Every day you have a chance to surprise and delight your customers with your products and services. The very good news is that they won’t keep their surprise and delight to themselves. They will delight in telling others about it.
You may of course be wondering what all this has to do with culture. Let’s take a look, but first, one more question: What is your organization’s most important product or service?
When I ask this question I usually get answers like these:
“It’s hard to say. Maybe Pampers—I mean, if it were its own organization it would be on the Fortune 500 list on its own.
But maybe it’s Tide, which I think was our first billion-dollar brand.”
“The iPhone. There’s no doubt. We are popping up new billion- dollar organizations here and there, but people just yawn. It’s going to be all about the iPhone for a long time, I suspect.”
“Classic Coca-Cola. It’s been the biggest-selling soft drink for, wow, I don’t even know how many years. But I could see a future where our most important product is Dasani water.”
“Life insurance. Everybody needs it. Everybody is always going to need it.”
But I’d like to propose that your organization’s most important product or service is its culture. I know, when investment bankers look at an organization’s portfolio of products, they don’t consider its culture. But they should.

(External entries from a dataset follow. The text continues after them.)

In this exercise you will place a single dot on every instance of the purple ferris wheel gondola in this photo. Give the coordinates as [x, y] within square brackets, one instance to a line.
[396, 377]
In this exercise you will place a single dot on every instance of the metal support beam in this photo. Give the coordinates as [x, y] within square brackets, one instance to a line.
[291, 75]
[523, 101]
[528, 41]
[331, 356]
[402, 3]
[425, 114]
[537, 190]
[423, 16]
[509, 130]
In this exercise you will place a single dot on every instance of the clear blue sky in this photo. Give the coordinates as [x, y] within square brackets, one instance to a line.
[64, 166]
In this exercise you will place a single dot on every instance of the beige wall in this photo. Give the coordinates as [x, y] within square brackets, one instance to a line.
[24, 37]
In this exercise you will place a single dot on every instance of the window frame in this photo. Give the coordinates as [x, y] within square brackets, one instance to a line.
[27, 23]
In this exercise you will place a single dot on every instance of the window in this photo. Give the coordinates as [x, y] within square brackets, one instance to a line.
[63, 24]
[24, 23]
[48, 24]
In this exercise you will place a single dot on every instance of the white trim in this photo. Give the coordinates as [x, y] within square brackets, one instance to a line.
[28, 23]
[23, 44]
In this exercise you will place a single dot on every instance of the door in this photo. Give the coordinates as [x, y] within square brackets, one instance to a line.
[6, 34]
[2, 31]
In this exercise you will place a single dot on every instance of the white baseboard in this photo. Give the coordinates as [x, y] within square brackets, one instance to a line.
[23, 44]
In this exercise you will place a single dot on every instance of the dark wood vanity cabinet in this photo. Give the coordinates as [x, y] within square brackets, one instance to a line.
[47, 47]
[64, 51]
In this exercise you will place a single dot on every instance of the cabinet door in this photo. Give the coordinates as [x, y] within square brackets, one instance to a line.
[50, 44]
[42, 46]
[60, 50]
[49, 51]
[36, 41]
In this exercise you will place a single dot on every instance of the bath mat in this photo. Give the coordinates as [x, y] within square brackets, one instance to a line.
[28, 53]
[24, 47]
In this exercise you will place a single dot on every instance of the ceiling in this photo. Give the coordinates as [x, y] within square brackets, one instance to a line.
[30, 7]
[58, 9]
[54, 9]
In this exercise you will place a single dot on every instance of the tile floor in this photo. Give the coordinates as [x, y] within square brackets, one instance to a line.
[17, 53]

Your culture is a product. It’s also a service. Your employees and customers are consumers of your culture. Even though you and they may have never thought of it as a product, they consume it like they do other products and services every day— and they respond to it. Now, they may respond with surprise and delight, but they may also be responding with disdain or resentment. Most organizations don’t know, because culture is the only product that they don’t get customer feedback on. Many organizations will say, “But we do our annual engagement survey for employees.” This is good and it has its place, but let’s agree that if your culture were a billion-dollar brand you would be doing more.
The other piece that employee engagement surveys completely ignore is that customers don’t get to participate, and they too are consumers of your culture. In fact, very often they have a much more clear-eyed vision of what your culture is really like than your employees do. I don’t know a single organization
that asks its customers about the organization’s culture. We ask customers about service and their experience in general, but I wonder what they notice about the culture than we don’t.
Your culture is your organization’s most important product or service, but who is in charge of it? Who is responsible for ensuring its success? When was the last time you consulted someone on culture? When was the last time you benchmarked your culture against best practices? Do you know what’s working and what’s not working? The truth is, we wouldn’t ignore products and services that are essential to the success of our business, but that’s exactly what we do when we ignore culture.